Dagon, após algumas horas de batalha, perdera seu lorde, o dragão verde Greanosh, e dois terços de seus soldados, sendo obrigado a abandonar as muralhas de seu poderoso lar, se esgueirando pelos furtivos caminhos da floresta profunda. Sua única chance de vingar sua honra seria juntar o resto de suas forças às hostes do reino vizinho, onde seus generais, dragões vermelhos, são temidos em todo o continente. O draconato suspirou e enxugou o sangue que escorria de sua cabeça, o olhar de seus comandados denunciava um cansaço extremo, embora mal disfarçado sobre um manto de coragem e honra. Estavam próximos, mesmo enfrentando alguns inimigos pelo caminho, os duzentos draconatos que restavam de seu orgulhoso exército poderiam marchar mesmo sobre um campo de bárbaros e ainda assim alcançar seu objetivo!

Ao longe, a fumaça subia da capital vizinha.
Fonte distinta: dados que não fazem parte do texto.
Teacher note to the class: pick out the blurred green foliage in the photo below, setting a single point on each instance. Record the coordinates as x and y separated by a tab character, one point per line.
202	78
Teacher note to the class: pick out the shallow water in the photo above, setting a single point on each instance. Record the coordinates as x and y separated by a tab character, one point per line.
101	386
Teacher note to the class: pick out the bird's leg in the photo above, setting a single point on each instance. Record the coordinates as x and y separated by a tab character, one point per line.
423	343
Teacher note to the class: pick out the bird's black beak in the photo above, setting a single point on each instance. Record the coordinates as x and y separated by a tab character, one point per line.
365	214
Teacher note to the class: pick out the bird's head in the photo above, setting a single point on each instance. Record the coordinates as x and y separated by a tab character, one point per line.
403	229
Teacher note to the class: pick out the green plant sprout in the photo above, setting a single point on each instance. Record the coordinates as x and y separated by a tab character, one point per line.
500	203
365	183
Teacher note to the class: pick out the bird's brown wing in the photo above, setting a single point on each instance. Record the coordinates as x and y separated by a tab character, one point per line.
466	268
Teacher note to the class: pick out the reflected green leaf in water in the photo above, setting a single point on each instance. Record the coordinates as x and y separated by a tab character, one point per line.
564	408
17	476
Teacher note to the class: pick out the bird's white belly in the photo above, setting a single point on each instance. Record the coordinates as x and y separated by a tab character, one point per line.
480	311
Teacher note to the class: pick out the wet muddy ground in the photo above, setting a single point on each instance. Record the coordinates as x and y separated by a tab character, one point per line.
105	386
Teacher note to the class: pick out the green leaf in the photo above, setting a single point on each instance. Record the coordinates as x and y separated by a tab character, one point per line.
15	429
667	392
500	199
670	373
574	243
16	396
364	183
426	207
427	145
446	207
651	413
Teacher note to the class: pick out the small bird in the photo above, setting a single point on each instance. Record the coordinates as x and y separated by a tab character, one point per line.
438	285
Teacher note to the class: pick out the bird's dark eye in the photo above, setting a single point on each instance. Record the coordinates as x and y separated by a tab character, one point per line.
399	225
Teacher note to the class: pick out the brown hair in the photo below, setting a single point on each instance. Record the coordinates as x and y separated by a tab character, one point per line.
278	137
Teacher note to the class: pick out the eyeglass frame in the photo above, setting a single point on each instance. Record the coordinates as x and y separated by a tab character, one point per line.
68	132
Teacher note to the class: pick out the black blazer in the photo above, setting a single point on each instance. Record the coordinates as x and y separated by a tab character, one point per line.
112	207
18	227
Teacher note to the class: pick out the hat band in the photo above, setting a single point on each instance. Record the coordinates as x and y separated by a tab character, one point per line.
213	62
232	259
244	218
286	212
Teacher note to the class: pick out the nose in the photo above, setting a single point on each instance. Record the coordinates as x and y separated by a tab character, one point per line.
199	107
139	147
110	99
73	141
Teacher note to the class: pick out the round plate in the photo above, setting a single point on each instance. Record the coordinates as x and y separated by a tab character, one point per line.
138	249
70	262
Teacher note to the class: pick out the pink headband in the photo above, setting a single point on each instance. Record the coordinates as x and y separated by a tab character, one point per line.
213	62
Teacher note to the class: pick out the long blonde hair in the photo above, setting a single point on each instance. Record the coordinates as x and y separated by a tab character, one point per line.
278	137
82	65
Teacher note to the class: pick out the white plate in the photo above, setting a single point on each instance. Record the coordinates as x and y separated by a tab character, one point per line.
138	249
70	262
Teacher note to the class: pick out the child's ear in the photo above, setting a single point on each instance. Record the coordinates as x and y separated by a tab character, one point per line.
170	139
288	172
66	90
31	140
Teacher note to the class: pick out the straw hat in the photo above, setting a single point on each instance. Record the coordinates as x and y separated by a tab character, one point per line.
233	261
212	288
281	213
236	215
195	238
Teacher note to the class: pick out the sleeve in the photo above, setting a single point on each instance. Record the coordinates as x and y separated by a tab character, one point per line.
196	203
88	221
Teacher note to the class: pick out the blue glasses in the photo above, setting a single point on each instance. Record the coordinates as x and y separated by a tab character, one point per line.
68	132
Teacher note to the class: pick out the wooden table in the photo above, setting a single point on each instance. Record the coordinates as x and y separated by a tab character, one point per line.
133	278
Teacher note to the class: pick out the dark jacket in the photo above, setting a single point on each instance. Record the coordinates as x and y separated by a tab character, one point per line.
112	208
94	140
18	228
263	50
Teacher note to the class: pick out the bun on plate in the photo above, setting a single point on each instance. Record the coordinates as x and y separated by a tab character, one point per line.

Todos hesitaram por um instante – um brevíssimo instante que pareceu uma eternidade. Era como se a bravura os abandonasse no momento mais profundo das trevas. Dagon agarrou sua lâmina com força, fazendo suas garras sangrarem. Ele sentia todos o olharem sobre sua figura; eram guerreiros à espera de seu comandante e não poderia demonstrar fraqueza ali, quando tudo o mais parecia perdido. Nem em seus piores pesadelos imaginara estar em tanta desvantagem desde que começara a guerra contra os filhos do deus das feras. Mas não poderia recuar, não ali, naquele instante. Deu um passo duro, firme, ergueu sua lança e bradou tão alto que os escudos que o cercavam reverberaram sua fúria! A coluna se pôs em marcha, ainda mais obstinada e impetuosa. A cada passo, a coluna de fumaça e fogo se erguia mais alta e ameaçadora contra a legião de draconatos. Ao longe, se podiam ouvir os urros dos inimigos, bestas acéfalas, bárbaros sem pudor que lutavam pelo simples prazer de destruir! Mas eles não hesitaram, não mais, seguiram firmes, armas em punho, olhar compenetrado. Fireblade assumiu a dianteira de seus comandados, mesmo com um rio de sangue vertendo de seus ferimentos. Toda a esperança podia tê-los abandonado, mas a coragem estava ali, e estaria para sempre.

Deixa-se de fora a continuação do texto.